Articles on epassaro's Blog

Check in: Final

epassaro15@gmail.com (epassaro) — Fri, 23 Aug 2019 14:49:04 +0000

1. What did you do this week?

Polished my final evaluation
Started working in how to add Chianti levels and lines to the atomic files.
GSoC'19 has ended!

2. What is coming up next?

I'll keep working with the TARDIS team and contributing to their codebase :)

3. Did you get stuck anywhere?

No, I didn't.

Blog post: Week 12

epassaro15@gmail.com (epassaro) — Sun, 18 Aug 2019 16:37:25 +0000

Hi everyone!

End of summer is close, and we are doing some interesting stuff here :)

This week we mainly focused on doing some integrity tests to our new atomic files, and finally running some TARDIS simulations with them! My objective was to ensure we're getting an identical atomic files with my new module.

Next week I'll run more simulations and polish the documentation. Also, I started to write my final evaluation for GSoC'19.

Last months have been really fun and exciting!

Check in: Week 11

epassaro15@gmail.com (epassaro) — Fri, 09 Aug 2019 17:52:48 +0000

1. What did you do this week?

Finally the new parser for Kurucz line list is ready! (see PR #146). Made several tests to check if the new output matches the old one. Also started working in an up to date notebook for the section "Creating the TARDIS example database" in the Carsus documentation.

2. What is coming up next?

I have to work on how to add Chianti levels and lines and then run some simulations.

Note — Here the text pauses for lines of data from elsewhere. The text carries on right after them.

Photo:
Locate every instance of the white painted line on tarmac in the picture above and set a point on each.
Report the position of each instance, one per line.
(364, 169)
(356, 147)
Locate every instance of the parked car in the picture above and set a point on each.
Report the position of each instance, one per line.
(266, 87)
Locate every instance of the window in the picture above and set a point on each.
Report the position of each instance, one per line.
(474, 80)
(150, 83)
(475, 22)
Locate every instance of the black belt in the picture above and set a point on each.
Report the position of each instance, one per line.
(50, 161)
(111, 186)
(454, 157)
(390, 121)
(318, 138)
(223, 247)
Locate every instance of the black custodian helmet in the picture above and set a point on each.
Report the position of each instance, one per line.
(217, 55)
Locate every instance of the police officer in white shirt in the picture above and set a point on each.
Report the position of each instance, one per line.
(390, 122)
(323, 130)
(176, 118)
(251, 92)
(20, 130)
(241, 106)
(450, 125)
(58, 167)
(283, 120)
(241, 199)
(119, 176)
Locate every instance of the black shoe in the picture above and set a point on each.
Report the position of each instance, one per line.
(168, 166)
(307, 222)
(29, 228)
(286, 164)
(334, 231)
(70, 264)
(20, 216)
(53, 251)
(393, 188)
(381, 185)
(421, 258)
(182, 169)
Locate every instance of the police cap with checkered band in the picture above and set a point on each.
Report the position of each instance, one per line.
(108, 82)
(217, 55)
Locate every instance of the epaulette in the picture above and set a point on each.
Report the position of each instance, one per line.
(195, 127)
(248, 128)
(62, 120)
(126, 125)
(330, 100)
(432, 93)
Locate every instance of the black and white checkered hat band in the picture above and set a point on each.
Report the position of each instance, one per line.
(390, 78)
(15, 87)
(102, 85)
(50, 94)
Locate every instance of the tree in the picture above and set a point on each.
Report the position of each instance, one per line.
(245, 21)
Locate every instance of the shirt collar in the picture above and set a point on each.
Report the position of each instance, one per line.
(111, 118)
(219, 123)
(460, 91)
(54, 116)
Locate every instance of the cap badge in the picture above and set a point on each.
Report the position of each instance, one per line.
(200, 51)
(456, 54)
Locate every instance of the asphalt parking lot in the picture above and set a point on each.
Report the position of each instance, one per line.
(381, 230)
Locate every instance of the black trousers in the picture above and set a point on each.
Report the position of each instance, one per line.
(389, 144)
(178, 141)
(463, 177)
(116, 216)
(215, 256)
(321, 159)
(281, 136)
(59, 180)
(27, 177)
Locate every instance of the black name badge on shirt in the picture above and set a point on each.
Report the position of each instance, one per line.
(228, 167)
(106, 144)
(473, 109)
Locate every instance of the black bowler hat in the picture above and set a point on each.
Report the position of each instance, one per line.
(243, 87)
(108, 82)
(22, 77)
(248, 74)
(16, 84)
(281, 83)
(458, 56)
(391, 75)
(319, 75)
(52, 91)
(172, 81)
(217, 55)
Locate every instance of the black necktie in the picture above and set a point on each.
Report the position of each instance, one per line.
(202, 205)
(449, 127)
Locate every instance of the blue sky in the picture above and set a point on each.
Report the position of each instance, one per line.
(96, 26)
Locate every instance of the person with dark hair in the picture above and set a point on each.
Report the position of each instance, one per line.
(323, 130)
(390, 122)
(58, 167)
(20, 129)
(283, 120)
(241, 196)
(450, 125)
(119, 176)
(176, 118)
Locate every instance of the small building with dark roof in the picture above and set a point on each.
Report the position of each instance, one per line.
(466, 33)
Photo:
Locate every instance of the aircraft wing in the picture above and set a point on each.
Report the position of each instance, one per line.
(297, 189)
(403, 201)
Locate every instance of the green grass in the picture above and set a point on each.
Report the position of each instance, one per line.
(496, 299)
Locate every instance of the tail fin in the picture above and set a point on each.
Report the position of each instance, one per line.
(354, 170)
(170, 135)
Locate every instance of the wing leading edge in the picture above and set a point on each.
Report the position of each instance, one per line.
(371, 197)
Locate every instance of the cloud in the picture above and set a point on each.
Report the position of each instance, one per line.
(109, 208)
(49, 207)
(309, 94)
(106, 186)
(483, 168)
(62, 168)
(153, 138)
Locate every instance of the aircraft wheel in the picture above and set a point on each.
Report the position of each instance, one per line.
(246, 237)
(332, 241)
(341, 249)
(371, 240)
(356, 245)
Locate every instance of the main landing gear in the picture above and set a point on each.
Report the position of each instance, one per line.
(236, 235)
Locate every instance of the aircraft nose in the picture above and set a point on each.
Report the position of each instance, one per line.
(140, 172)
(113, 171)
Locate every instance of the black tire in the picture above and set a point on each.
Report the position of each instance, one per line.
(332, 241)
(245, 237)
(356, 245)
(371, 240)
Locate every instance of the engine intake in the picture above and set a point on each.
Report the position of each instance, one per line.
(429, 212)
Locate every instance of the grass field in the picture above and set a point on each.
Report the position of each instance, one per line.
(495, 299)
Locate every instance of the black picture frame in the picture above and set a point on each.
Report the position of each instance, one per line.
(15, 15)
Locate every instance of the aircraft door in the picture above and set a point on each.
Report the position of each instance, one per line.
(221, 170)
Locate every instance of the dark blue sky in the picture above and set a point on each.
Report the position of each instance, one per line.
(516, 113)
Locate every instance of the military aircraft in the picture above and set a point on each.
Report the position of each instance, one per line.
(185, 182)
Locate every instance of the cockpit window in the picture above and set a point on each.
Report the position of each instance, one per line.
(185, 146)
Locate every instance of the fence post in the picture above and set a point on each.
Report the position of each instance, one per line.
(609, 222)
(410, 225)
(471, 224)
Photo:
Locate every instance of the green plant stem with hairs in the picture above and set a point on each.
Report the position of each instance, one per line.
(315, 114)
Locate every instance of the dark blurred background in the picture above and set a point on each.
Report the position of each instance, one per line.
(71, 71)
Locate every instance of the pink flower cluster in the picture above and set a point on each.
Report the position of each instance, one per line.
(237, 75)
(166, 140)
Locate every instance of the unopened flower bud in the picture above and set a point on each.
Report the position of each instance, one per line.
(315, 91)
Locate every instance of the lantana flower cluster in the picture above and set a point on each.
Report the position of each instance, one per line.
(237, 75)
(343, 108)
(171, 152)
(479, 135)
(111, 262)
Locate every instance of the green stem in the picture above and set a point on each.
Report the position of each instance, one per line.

3. Did you get stuck anywhere?

No, everything worked out :)

Blog post: Week 10

epassaro15@gmail.com (epassaro) — Sun, 04 Aug 2019 17:28:40 +0000

Hi everyone!

We made huge progress with the new Kurucz parser (it's almost ready!). As I said last week, this is a difficult task and involves reestructuring different pieces of existing code and some knowledge the atomic structure and physics.

In this notebook you can see a demonstration on how the new GFALL class returns the same DataFrames than the old API. Next step consist in adding metastable flags for lines and levels.

Once this work is completed we should discuss how to move on. Probably we want to automatize the process of making new atomic files: every time a source is updated (for example NIST atomic weights) trigger a new build.

Check in: Week 9

epassaro15@gmail.com (epassaro) — Sat, 27 Jul 2019 21:55:46 +0000

1. What did you do this week?

This week I worked on the new Kurucz line list parser. Also, I finished the CMFGEN pipeline (merged PR #143).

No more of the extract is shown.